Sen. David Haley, D-Kansas City, commented on the strengths and merits of the bill, but contemplated the purpose of creating yet another layer of bureaucracy and regulation.
“None of us disagree with appropriate regulation of navigators,” said Sheldon Weisgrau, director of the Health Reform Resource Project. “The issue is what public policy goals are served by this regulation.”
Opponents from public health organizations participating in a consortium backing the state’s more than 160 Obamacare navigators contend the bill brings the specter of legal challenge, citing similar legislation that was struck down last month in Missouri.

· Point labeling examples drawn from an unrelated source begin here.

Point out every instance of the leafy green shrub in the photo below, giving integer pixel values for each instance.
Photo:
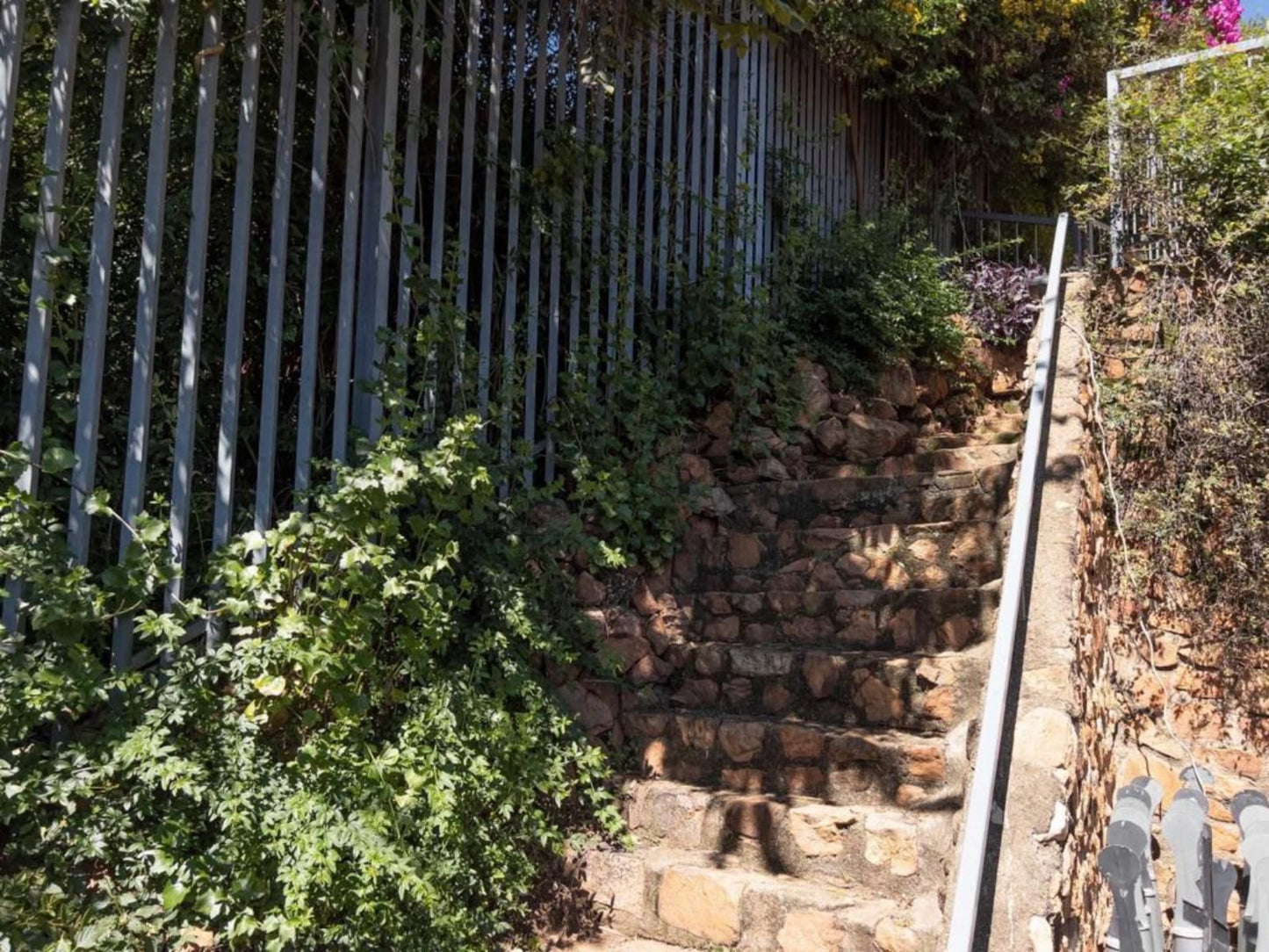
(370, 760)
(872, 293)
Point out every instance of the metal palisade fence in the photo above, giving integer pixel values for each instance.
(236, 205)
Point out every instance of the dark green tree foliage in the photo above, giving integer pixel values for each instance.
(875, 293)
(372, 757)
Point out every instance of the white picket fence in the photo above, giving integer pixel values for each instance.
(433, 130)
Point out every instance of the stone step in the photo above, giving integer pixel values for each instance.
(866, 501)
(910, 620)
(896, 851)
(948, 459)
(768, 754)
(826, 686)
(890, 556)
(703, 900)
(975, 438)
(612, 941)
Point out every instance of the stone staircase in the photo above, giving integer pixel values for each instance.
(804, 697)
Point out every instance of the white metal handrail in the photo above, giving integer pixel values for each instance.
(1010, 621)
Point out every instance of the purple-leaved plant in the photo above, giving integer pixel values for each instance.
(1000, 299)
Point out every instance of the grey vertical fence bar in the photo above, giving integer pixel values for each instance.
(382, 222)
(491, 171)
(663, 278)
(410, 196)
(350, 239)
(240, 249)
(615, 201)
(555, 276)
(13, 17)
(710, 144)
(698, 96)
(97, 293)
(513, 228)
(196, 273)
(653, 66)
(683, 100)
(436, 239)
(148, 302)
(376, 240)
(596, 197)
(632, 197)
(276, 299)
(315, 240)
(726, 144)
(34, 382)
(535, 290)
(743, 160)
(466, 188)
(764, 97)
(579, 133)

However, deputy attorney general Jeff Chanay said at the time the ruling was made the U.S. District Court judge in question lacked a key piece of information, namely a statement of consent from U.S. Health and Human Services Secretary Kathleen Sebelius.
“I understand that many states have enacted laws related to Navigators … states are free to enact such provisions so long as they do not prevent the application of the provisions of Title I of the Affordable Care Act,” Sebelius wrote in a Jan. 6 letter responding to 13 state attorney generals, including Kansas’ Derek Schmidt.
In its current form, SB 362 would heap responsibility for enforcing Navigator regulations onto the state attorney general’s office, at an annual cost of around $40,000. However, in submitted written testimony, the Kansas Insurance Department stated it could accomplish the task more efficiently.
“The Department is capable of implementing a Navigator registration program almost immediately with existing resources and no fiscal impact,” the testimony stated.
The insurance department also voiced concern that navigator restrictions weren’t on par with licensing requirements for their private sector counterparts. Comparatively, private insurance agents are not subjected to fingerprinting — though the department says it has previously requested to do so — face significantly lower fees and aren’t required to submit credit rating and bankruptcy information.
They also, however, aren’t backed by more than $800,000 in federal funds used to kick-start the state’s navigator program.
Following Tuesday’s hearing, SB 362 was reassigned from the Public Health and Welfare Committee to the Senate’s Ways and Means Committee, one of a handful in the Senate that can still review bills in the house of origin after the turnaround deadline Friday.